US National Parks: Yosemite Half Dome

The faces of Half Dome

Half Dome...another magnificent granite mountain...also a favourite of Adams...his most famous and endearing capture being Moon over Half Dome...a stunning photographic masterpiece.

The light plays games with Half Dome...the character or approachability of the huge mountain changes with the time of day, and time of year. In the day, the granite of Half Dome is forbidingly hard, imposing in stature and powerful. I made this shot from the Curry Village car park, shot in harsh daylight. I intentionally placed the trees in the foreground in Zone 1, making them mainly silhouettes, allowing the immense strength of Half Dome to force itself into the photograph.



Half Dome changes again, even in the same mid-day light. The next shot was taken from Mirror Lake, at the foot of Half Dome. We had seen a poster at our hotel in Mariposa, showing Half Dome, reflected on a pool of water, and had wanted to capture the same image. Mirror Lake was originally a small lake at Tenaya Creek between the peaks of Half Dome and North Dome. But artificial attempts to make a dam in the interest of an early tourism attraction in the late 1880s and mining of the sand caused sediments to accumulate, and the lake is close to disappearing. Only in the peak of spring and early summers, when the snow melt makes torrents of water come down the peaks is it a lake. Most of the time, as it was when I visited, it remains a dry sandy valley.

It was a hot day when I shot there...the lake bed threatening to bake me and my equipment. A little stream flows where a lake would have been in high water. Where I set up my tripod, during high water season, would be submerged under water some 1.5 to 2m, leaving only the very top of the boulder in the foreground above water..



I placed the shadows of Half Dome in Zone 5, and allowed the rest of the exposure to fall where it did.

But by evening, at sunset...Half Dome...the warmth and glow of the setting sun, makes the mountain look less forbidding...and a little more approachable.

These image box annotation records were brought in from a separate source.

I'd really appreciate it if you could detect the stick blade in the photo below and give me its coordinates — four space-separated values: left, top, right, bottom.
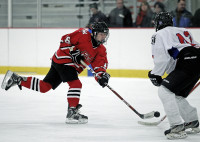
143 111 155 119
1 70 13 89
138 121 160 126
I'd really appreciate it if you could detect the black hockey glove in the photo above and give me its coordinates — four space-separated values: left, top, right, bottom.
148 71 162 86
97 72 110 88
69 50 84 64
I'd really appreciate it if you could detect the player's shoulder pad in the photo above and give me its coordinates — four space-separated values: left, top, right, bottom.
78 28 91 35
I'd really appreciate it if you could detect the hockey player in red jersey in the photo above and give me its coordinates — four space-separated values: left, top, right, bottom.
148 12 200 139
2 22 110 123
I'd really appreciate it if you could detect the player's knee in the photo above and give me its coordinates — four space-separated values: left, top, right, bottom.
158 85 169 100
40 81 52 93
67 79 82 88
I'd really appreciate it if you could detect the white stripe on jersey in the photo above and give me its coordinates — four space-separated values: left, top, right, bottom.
151 26 200 76
55 52 71 59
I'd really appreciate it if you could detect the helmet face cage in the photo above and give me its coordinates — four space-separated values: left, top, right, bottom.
154 12 173 31
92 22 109 44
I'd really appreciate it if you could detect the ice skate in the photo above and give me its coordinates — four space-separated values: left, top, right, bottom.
1 70 26 91
165 124 187 140
65 104 88 124
184 120 200 134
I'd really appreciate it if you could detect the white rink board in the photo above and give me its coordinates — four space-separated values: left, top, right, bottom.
0 28 200 70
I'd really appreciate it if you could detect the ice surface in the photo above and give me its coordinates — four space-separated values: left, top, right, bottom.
0 75 200 142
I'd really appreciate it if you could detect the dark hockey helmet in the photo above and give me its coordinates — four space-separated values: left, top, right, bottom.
154 12 173 31
91 22 109 45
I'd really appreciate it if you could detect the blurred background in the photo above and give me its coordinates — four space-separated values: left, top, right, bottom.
0 0 200 28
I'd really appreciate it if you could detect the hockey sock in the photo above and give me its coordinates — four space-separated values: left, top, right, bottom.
158 85 183 126
20 77 52 93
176 96 198 123
67 79 82 107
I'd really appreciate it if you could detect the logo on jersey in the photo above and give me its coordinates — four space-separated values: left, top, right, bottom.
81 51 94 63
151 35 156 45
65 36 71 44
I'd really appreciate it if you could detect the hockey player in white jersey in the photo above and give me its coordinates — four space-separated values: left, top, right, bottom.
148 12 200 139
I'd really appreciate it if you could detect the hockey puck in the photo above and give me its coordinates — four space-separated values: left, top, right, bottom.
154 111 160 117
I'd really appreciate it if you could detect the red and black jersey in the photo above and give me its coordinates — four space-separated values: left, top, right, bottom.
52 28 108 73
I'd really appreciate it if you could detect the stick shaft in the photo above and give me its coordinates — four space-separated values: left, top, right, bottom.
81 60 144 119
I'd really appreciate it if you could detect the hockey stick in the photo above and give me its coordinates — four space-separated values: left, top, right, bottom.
81 60 158 119
138 81 200 126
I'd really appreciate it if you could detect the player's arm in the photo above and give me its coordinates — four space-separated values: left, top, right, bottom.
148 34 171 86
91 47 110 87
188 31 200 48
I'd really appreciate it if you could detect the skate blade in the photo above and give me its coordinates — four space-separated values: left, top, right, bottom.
1 70 13 89
65 118 88 124
166 131 187 140
186 128 200 134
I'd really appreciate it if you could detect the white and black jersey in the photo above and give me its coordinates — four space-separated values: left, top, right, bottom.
151 26 200 76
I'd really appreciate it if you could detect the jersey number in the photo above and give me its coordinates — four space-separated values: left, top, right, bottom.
176 31 193 45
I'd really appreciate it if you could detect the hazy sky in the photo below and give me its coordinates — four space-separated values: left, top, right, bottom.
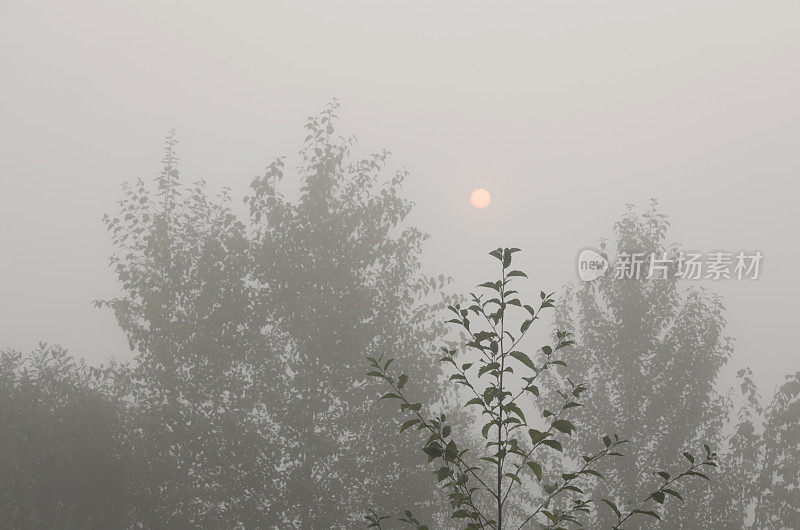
0 0 800 390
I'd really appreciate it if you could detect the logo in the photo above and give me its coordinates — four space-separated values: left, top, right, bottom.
578 248 608 282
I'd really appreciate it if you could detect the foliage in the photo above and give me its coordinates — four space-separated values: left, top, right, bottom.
365 248 716 530
555 201 733 528
98 132 280 528
556 201 800 528
246 102 456 528
93 103 456 528
0 344 132 529
723 368 800 529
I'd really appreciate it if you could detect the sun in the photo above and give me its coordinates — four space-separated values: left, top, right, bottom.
469 188 492 210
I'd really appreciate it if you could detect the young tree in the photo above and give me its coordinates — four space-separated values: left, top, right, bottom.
722 368 800 529
0 344 134 530
555 201 733 528
246 102 456 528
365 248 716 530
98 135 281 528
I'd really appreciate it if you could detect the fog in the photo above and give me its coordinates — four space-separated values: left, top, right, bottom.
0 0 800 524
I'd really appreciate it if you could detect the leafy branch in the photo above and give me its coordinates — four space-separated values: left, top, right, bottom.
365 248 716 530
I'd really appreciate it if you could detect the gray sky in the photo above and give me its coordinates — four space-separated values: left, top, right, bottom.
0 0 800 387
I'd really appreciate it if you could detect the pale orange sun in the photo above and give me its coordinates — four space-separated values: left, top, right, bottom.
469 188 492 210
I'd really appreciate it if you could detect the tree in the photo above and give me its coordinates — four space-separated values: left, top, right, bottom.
246 102 456 528
0 344 133 530
555 201 732 528
556 201 800 529
365 248 716 530
98 103 460 528
97 134 280 528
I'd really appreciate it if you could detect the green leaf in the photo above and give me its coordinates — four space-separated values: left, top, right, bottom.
600 499 622 518
686 471 711 482
528 429 550 444
400 418 420 432
542 440 564 452
553 420 575 436
464 398 483 407
527 460 542 480
633 510 661 521
661 488 685 502
436 467 453 482
509 351 536 370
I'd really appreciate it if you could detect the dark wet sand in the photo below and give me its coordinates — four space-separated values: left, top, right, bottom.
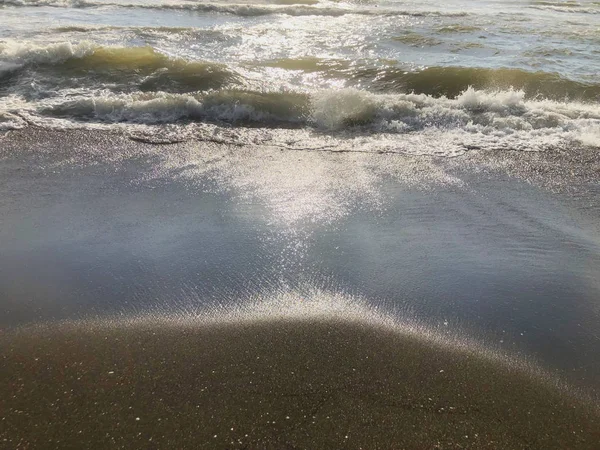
0 320 600 449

This shot from Glazier Point lookout. At an elevation of 7,214 feet (2,199 m), 3,200 feet (980 m) above Curry Village, looking directly into the face of Half Dome.



The golden light of the setting sun, creates a glow on the peak. Shot with the 120mm lens.

This next shot was taken just after the sun had set. Bathed in an eerie moonlight, of blue, almost lilac hues, the imposing mountain becomes even more approachable, pretty even. With this light, it is an almost frantic bid to capture the image before the entire scene plunges into darkness. I managed to get sufficient light to shoot at an exposure of 3s at f/16 only by pushing the digital back to ISO800, compared to ISO50 I have used for the earlier pictures.

I selected the 80mm lens, which shows a different magnification to the one above, but also a slightly different perspective...a more normal vs a compressed telephoto view to the former.